Chronique locale oloronaise : les deux évènements marquants de la semaine


Retour d’oloronblog et de son rédacteur après une semaine de pause. Un rédacteur qui s’est efforcé de rester au courant des évènements locaux au travers d’une lecture quotidienne de la presse locale, de La République plus précisément (désolé, Sud-Ouest). Si l’on excepte les préparatifs de la Foire du 1er mai – mais comment qualifier d’actualité un évènement qui se reproduit tous les ans à la même époque depuis 7 siècles ? -, j’ai relevé deux articles marquants : celui consacré au devenir de la maternité et celui faisant le point sur l’avancement des études pour la création des carrières de Soeix et du Bager.

Le devenir de la maternité : dialogue de sourds ?

On commence à y voir un peu plus clair dans ce dossier. Enfin, quand j’écris « un peu plus clair », c’est aller bien vite en besogne. À l’issue de la lecture des deux articles publiés sur le sujet à deux jours d’intervalle, on peut observer que :

  • la communauté médicale oloronaise, rejointe en cela par les praticiens hospitaliers palois, reste sur la même position depuis le départ : on est confronté avant tout à un problème de démographie médicale (pas de relève chez les obstétriciens et manque d’anesthésistes). Les médecins jugent qu’il est illusoire de croire que la situation évoluera dans le bon sens d’ici 2017. Autant donc, selon eux, engager dès maintenant la transformation de la maternité en centre de périnatalité.
  • L’ARS (agence régionale de santé) a eu une position plus équivoque. Dans un premier temps, quand les médecins voient dans la démographie médicale le cœur d’un problème qui deviendra crucial d’ici 2017, l’ARS se place sur le seul plan de la sécurité pour répondre que, celle-ci n’étant pas menacée en 2016, il n’y a aucune raison d’envisager la fermeture de la maternité. Un dialogue de sourds
  • Il semble que l’ARS reconnaisse maintenant le bien-fondé des inquiétudes exprimées par les médecins. Et se donne 6 mois pour trouver des solutions, c’est-à-dire recruter obstétriciens et anesthésistes pour éviter le transfert de la maternité sur Pau. Que ne s’est-elle rendu plus tôt à l’évidence ! Et elle pense trouver aussi vite une réponse à une question qu’elle aurait dû se poser depuis des années ?

 

Sud-Ouest a souhaité recueillir l’avis de ses lecteurs sur le sujet. Si j’avais pu me compter au nombre de ceux-ci, j’aurais formulé une réponse en deux parties :

  • L’avis raisonnable : je n’ai aucune compétence qui me permette d’évaluer la situation. En quoi mon avis pourrait-il présenter quelque intérêt dans ces conditions ?
  • L’avis raisonné : en tant que citoyen, je ne puis croire que l’ARS puisse faire mine de s’intéresser seulement aujourd’hui à cette question de démographie médicale. Je pense que les dés sont jetés et qu’à très brève échéance nous aurons confirmation que la solution préconisée par les médecins était, malheureusement pour la maternité d’Oloron, la seule possible. Mais, au risque de me répéter, je rappelle qu’il s’agit là de l’avis d’un citoyen qui n’a pas toutes les billes en main pour se prononcer.

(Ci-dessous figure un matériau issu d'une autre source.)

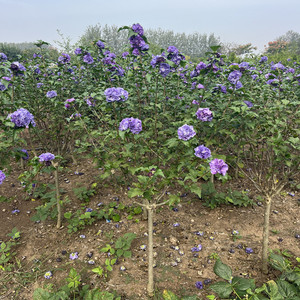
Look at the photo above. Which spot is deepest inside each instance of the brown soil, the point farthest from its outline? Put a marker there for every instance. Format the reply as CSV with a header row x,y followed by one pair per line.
x,y
41,244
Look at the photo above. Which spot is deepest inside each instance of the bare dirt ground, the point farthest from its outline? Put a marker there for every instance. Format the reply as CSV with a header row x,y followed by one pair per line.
x,y
42,247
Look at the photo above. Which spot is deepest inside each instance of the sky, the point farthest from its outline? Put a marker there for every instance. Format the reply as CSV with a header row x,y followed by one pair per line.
x,y
233,21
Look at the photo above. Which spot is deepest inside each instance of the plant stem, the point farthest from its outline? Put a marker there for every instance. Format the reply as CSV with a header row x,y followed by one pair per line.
x,y
150,287
58,225
266,235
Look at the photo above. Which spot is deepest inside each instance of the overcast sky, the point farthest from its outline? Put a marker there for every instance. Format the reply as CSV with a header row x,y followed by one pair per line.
x,y
235,21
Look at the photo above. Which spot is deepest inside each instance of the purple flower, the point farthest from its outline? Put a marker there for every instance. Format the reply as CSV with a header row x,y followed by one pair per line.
x,y
51,94
109,58
197,248
202,152
37,71
78,51
263,59
248,103
3,57
249,250
199,285
201,66
218,166
115,94
278,66
100,44
172,49
88,58
124,124
135,125
2,87
156,60
46,157
22,118
204,114
74,116
17,67
244,65
48,275
73,255
136,52
254,76
234,76
138,29
238,85
64,58
25,154
186,132
68,101
125,54
164,69
2,177
90,101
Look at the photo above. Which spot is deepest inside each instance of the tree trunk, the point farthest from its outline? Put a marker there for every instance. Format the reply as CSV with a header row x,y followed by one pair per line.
x,y
58,225
150,287
266,236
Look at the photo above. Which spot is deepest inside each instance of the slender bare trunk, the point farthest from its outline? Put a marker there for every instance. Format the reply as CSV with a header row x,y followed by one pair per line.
x,y
266,236
145,211
150,287
58,225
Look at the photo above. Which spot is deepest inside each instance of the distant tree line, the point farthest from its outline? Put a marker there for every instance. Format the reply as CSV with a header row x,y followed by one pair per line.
x,y
14,51
193,45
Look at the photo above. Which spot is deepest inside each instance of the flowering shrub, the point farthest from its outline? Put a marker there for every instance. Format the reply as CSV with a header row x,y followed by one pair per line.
x,y
22,118
46,157
2,177
115,94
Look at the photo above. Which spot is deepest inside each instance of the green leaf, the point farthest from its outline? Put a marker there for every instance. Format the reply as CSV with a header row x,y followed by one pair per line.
x,y
215,48
120,252
241,285
273,291
168,295
148,77
286,289
68,215
135,192
222,270
127,254
223,289
194,188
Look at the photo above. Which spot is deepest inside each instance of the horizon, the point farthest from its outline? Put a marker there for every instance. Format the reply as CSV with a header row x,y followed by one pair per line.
x,y
254,22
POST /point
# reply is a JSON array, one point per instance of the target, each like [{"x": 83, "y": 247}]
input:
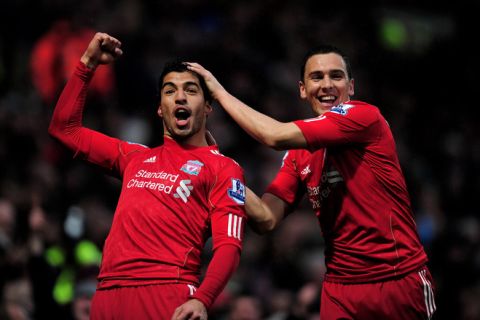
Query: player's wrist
[
  {"x": 89, "y": 62},
  {"x": 203, "y": 299}
]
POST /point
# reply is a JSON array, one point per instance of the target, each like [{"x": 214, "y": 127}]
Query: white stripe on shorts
[{"x": 428, "y": 294}]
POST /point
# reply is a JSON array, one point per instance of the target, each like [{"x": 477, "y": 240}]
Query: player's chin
[{"x": 182, "y": 132}]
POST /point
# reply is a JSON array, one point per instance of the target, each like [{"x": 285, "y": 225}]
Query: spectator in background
[{"x": 55, "y": 56}]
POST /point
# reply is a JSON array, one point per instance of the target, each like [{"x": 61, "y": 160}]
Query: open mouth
[
  {"x": 182, "y": 116},
  {"x": 330, "y": 99}
]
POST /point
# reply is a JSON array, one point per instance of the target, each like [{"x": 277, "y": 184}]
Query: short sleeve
[
  {"x": 286, "y": 184},
  {"x": 343, "y": 124}
]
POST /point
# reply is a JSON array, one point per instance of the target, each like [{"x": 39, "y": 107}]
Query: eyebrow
[
  {"x": 329, "y": 71},
  {"x": 188, "y": 83}
]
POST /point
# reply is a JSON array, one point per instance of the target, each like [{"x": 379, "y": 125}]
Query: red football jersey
[
  {"x": 173, "y": 198},
  {"x": 352, "y": 177}
]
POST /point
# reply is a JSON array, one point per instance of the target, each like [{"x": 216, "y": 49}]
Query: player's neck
[{"x": 197, "y": 140}]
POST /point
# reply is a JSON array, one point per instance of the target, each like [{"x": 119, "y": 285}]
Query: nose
[
  {"x": 327, "y": 82},
  {"x": 180, "y": 96}
]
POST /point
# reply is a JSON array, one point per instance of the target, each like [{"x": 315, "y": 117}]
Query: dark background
[{"x": 416, "y": 62}]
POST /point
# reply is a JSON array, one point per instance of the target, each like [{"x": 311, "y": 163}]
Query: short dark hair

Les carrières de Soeix et du Bager : et l’Homme dans tout ça ?

 Dans le journal de jeudi, GC Conseil, la société qui projette d’exploiter des carrières du côté de Soeix et de la forêt du Bager, prolonge sa politique de communication. Pour nous annoncer que les études préalables se poursuivent et sont conduites dans les règles de l’art. Ce qui est bien le moins ! On n’en saura pas plus sur les surfaces dont l’exploitation est projetée, mais on apprend que faune et flore font l’objet de la plus grande attention et qu’il n’est pas question de les menacer.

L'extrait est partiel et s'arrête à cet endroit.